Hitler could have been the life of the fucking party for all I know.
So a guy "isn't a screaming asshole 24/7". Does that do anything to excuse the drivel they publish weekly?
I've met some "nice guys" who believed horrible, horrible things. In fact, the more horrible the beliefs, I find they tend to compensate with by being 'congenial' = how else would anyone tolerate them?
By contrast = people I've known who were brilliant observers of the status quo and very-talented writers? (say, Hitchens?): can often very well be Total Dicks.
I've met a few of my 'heroes'*: a good proportion have been serious jerks. I wouldn't be surprised if people I despised turned out to be decent people to have a beer with.
You want some Scripture? Try this on for size:
I Samuel 8 (NIV)
10 Samuel told all the words of the Lord to the people who were asking him for a king. 11 He said, "This is what the king who will reign over you will claim as his rights: He will take your sons and make them serve with his chariots and horses, and they will run in front of his chariots. 12 Some he will assign to be commanders of thousands and commanders of fifties, and others to plow his ground and reap his harvest, and still others to make weapons of war and equipment for his chariots. 13 He will take your daughters to be perfumers and cooks and bakers. 14 He will take the best of your fields and vineyards and olive groves and give them to his attendants. 15 He will take a tenth of your grain and of your vintage and give it to his officials and attendants. 16 Your male and female servants and the best of your cattle[c] and donkeys he will take for his own use. 17 He will take a tenth of your flocks, and you yourselves will become his slaves. 18 When that day comes, you will cry out for relief from the king you have chosen, but the Lord will not answer you in that day."
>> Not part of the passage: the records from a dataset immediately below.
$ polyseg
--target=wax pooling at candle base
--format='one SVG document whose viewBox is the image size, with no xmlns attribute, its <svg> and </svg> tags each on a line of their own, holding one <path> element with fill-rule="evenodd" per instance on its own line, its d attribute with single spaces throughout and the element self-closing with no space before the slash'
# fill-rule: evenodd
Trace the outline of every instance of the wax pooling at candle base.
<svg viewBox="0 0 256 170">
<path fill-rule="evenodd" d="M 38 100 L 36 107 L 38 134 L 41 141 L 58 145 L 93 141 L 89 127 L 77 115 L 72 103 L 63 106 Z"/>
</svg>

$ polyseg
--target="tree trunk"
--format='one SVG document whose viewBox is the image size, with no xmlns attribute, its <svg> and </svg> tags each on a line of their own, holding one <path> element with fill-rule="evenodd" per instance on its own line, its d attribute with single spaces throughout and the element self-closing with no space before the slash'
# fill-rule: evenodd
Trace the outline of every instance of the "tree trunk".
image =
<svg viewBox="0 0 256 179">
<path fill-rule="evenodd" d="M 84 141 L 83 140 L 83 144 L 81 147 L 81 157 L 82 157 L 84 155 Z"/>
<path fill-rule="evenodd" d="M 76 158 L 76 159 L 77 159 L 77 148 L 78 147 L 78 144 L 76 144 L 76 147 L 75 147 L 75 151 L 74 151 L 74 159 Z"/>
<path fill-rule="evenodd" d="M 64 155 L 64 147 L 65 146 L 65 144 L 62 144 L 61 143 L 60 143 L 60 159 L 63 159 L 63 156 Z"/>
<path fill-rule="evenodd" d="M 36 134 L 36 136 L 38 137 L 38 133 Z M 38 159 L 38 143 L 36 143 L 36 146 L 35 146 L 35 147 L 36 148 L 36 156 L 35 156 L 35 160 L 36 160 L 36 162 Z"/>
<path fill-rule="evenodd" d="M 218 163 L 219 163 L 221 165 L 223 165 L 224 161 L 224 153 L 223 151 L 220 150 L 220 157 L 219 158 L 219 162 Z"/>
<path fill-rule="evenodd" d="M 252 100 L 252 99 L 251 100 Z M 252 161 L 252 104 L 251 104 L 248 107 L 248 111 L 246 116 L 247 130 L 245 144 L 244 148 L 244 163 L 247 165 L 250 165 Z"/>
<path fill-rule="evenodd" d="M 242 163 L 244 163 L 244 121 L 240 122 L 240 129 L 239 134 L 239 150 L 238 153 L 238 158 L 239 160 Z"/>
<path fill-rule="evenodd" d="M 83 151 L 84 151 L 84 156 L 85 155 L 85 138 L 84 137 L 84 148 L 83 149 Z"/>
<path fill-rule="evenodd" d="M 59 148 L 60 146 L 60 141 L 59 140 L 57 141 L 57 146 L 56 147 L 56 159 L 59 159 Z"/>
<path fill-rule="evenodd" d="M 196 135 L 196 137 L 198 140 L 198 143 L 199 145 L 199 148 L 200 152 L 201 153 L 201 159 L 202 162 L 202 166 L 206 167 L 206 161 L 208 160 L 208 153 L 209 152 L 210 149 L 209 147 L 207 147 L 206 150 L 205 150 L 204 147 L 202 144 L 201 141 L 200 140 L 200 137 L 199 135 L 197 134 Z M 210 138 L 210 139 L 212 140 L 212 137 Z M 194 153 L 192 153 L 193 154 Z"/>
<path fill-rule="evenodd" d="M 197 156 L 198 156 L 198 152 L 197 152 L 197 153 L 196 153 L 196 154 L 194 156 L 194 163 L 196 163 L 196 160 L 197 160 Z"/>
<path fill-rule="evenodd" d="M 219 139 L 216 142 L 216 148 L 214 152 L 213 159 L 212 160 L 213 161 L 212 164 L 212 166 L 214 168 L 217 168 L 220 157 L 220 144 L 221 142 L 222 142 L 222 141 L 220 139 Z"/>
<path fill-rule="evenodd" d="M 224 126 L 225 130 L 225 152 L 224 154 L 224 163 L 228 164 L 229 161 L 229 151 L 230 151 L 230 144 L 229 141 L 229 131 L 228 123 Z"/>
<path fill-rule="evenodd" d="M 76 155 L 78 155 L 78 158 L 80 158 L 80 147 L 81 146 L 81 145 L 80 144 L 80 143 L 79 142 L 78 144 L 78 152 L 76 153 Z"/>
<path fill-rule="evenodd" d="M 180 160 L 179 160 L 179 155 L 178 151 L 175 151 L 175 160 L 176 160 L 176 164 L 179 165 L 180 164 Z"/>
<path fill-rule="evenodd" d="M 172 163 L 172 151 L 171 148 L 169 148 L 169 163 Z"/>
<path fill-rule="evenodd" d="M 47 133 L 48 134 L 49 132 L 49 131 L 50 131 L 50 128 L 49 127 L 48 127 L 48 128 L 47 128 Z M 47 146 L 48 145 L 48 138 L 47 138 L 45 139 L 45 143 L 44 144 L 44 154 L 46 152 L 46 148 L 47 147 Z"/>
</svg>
Of course, these were the same Israelites who were forever bitching to be back in Egypt as slaves.
Only a tenth? Hm. Imagine that.
Brooks, like David Cole in this months Atlanic who defends Cass Sunsteine's 'soft government'. The real end result is that the left is confused. They demand equality. They demand diversity. To whom am I diversely equal ? And why is it so important to create a government that eliminates that which makes us human. Oh the humanity !!!!
I, for one, look forward to another GOP disaster in which an "electable" politician with the resume of a moderate Democrat gets savaged by a suddenly unsupportive media and abandoned by the base. This is yet another example of why I left the GOP. By 2016, this guy will be inviting Charlie Crist back to the GOP so he can run against Hillary.
Someone so nakedly unacceptable to the overwhelming majority of sane Americans that only the GOP could think of nominating him.
Because he... thinks Cheney had ulterior motives in pushing for war in Iraq. That's apparently Paul's only major sin.
Good thing, I guess, that most voters are not sane Americans.